Because we don’t want to believe that anyone would do anything so malicious and for apparently no good reason, we naturally are more likely to believe the “expert” than the “murderer,” and as a result, this evidence was extremely important in securing the conviction against Miller (Miller at 4-5):
The “blood stained shorts” clearly played a vital part in the case for the prosecution. They were an important link in the chain of circumstantial evidence against the petitioner, and, in the context of the revolting crime with which he was charged, their gruesomely emotional impact upon the jury was incalculable.
But then, at a later proceeding, Miller was permitted to have the shorts examined by a different expert, a chemical microanalyst. What was discovered was shocking (Miller at 5):
What the microanalyst found cast an extraordinary new light on People’s Exhibit 3. The reddish-brown stains on the shorts were not blood, but paint. . . . The witness said that he had tested threads from each of the 10 reddish-brown stained areas on the shorts, and that he had found that all of them were encrusted with mineral pigments “. . . which one commonly uses in the preparation of paints.” He found “no traces of human blood.” . . . It was further established that counsel for the prosecution had known at the time of the trial that the shorts were stained with paint. The prosecutor even admitted that the Canton police had prepared a memorandum attempting to explain “how this exhibit contains all the paint on it.”
Needless to say, this discovery of inauthentic evidence completely obliterated the case of the prosecution (Miller at 7; footnotes omitted):
More than 30 years ago this Court held that the Fourteenth Amendment cannot tolerate a state criminal conviction obtained by the knowing use of false evidence. Mooney v. Holohan, 294 U.S. 103. There has been no deviation from that established principle. Napue v. Illinois, 360 U.S. 264; Pyle v. Kansas, 317 U.S. 213; cf. Alcorta v. Texas, 355 U.S. 28. There can be no retreat from that principle here.
Once again, at the risk of repeating myself, this is no isolated phenomenon. Readers interested in this area of law are referred to the following articles available at a county law library near you:
Conviction on testimony known to prosecution to be perjured as denial of due process. 2 L ed 2d 1575, 3 L ed 2d 1991.
Conviction of criminal offense without evidence as denial of due process of law. 80 ALR2d 1362.

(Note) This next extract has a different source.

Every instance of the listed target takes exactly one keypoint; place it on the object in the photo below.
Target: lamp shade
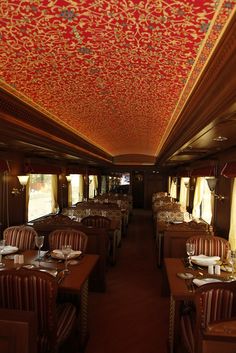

Suppression of evidence by prosecution in criminal case as vitiating conviction. 33 ALR2d 1421.
Thus, in the legal assumption I have broken out the authenticity requirement separately, when it could be considered to be a subset of either admissible or credible evidence. However, as I stated, this is a special category, because if you can show that the prosecution has admitted into evidence that which he could have reasonably been expected to know was inauthentic evidence, it taints all the other evidence that has been admitted, and with the essential cornerstone of the case removed — a belief that the evidence-gathering authority is itself credible — the entire structure erected by the prosecution must fall.
If the evidence is authentic, we can then move to the other criteria: conclusions must have admissible evidence behind them, and we are not entitled to see conclusions as true without an evidentiary base that satisfies the four criteria discussed in the earlier chapter.
Now that we have a better understand
ing of the legal assumptions, let’s move to a discussion of the propositions, and the sources stipulating them.
PROPOSITION ONE
There was one and only one gunman in Dealey Plaza on November 22, 1963, and that gunman was neither aided nor abetted by any person or group.
What is the source of the content of this proposition? We have several sources, two official government investigations, and two notable books which are proponents of the Lone Assassin Theory:
Warren Report, Page 21
“The Commission has found no evidence that anyone assisted Oswald in planning or carrying out the assassination.”